Congratulations to Freddie Anderson and Jaden Dixon on making their Stoke City debuts at the age of 17 this week, alongside fellow 17-year-old Sol Sidibe – and to Anderson for scoring too and to 18-year-old Emre Tezgel for getting his first Stoke goal from the bench.
The opposition may have been Carlisle United from League Two but the Carabao Cup is a good chance for clubs like Stoke, at this stage of the club’s cycle, to give talented lads like this a chance to show what they can do. If you’re really thinking you can win the cup then you wouldn’t be making so many changes but this was the right thing to do now.
A club which plans for the future has to keep the door open to 17-year-olds. It seems to me like a big part of what Stoke should be about right now.
Anderson came to Stoke from Manchester City at the age of 16 last summer because he saw a route to the first team. It would be a hard job for Man City to persuade me to sign a deal with them at that age because the door is all-but closed unless you’re going to be an international superstar – and even then you have to hit those heights very quickly.

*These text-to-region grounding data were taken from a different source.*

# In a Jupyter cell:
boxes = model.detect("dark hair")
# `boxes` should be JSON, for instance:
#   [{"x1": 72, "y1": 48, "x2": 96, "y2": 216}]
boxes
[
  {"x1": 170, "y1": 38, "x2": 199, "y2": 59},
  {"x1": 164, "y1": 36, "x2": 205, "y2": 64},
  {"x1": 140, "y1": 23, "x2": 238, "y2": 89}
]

It will have been the same for Jaden Dixon at Tottenham and Chinonso Chibueze, a winger who has joined the under-21s from Chelsea recently hoping he can make the same kind of swift progress to catch Steven Schumacher’s attention.
Parents will be looking for the right club for a player’s career and the players will be looking around at which clubs are giving opportunities. There are clubs who seem to stockpile kids to make sure that no one else can have them – and to make money as a business model, rather than footballers for themselves – won’t appeal to everyone. Do you want to spend years being sent out on loan?
Anderson is very tall and he’ll bulk out. He comes from strong stock with his dad, Viv, who was a supreme athlete. Modern managers would have loved Viv. He was decent with his link-up play and covered an exceptional amount of ground, hard to breakdown and quick to counter-attack. He was perfect for Brian Clough.
I’m not expecting this generation to immediately start 40 games this season but I hope their progress is not blocked by loan signings which have previously arrived just for the sake of signings. The likes of Sead Haksabanovic, Chiquinho, Bersant Celina, Tarique Fosu, Gavin Kilkenny have all come and gone in the last couple of years with little impact except to take up a space in the changing room that could have gone to one of our own.
I know it’s the way of the world in the Championship but it drives me mad. The loan market should be there only for superlative talent that you couldn’t otherwise afford, not just to pack out a squad. You end up replacing loans with loans, developing players for a year at a time, and going around in circles without getting anywhere as a club.
In an ideal world I’d like to see Schumacher pick his matches to test out Dixon and Anderson and the rest. They can get a taste in the cup and there will be times in the season when there are injuries and they are called upon but there should also be other matches here and there when you can drop them in. It gives them a test, motivates others by showing that you’re willing to give them a sniff and keeps the senior pros on their toes. That’s a healthy system.
Don’t underestimate how much it spurs on other kids who are coming through the ranks. You build a spirit. You could even tell after that Carlisle match how much that group was buzzing because they’d played and they’d won.
When I was their age I could look to the likes of Smithy and Jackie Marsh and they were great players in their own right but we were also coming through together. We were in it together, knowing it was our job, our responsibility, to take the club as far as we could take it.
So well done and good luck lads, keep it going and hopefully Stoke will make the right decisions to help you every step along the way.
It’ll be a good challenge for the first team too this afternoon at a Watford side who have scored two goals in their first two games, including a hat-trick from our old friend Tom Ince on Tuesday night.
They’re firing and it’s a good game to have at this stage of the season when the transfer window is still open. It’s not too late for the boss to just finalise his thoughts about what’s needed, what’s missing or who can be a big part of things over the next nine months.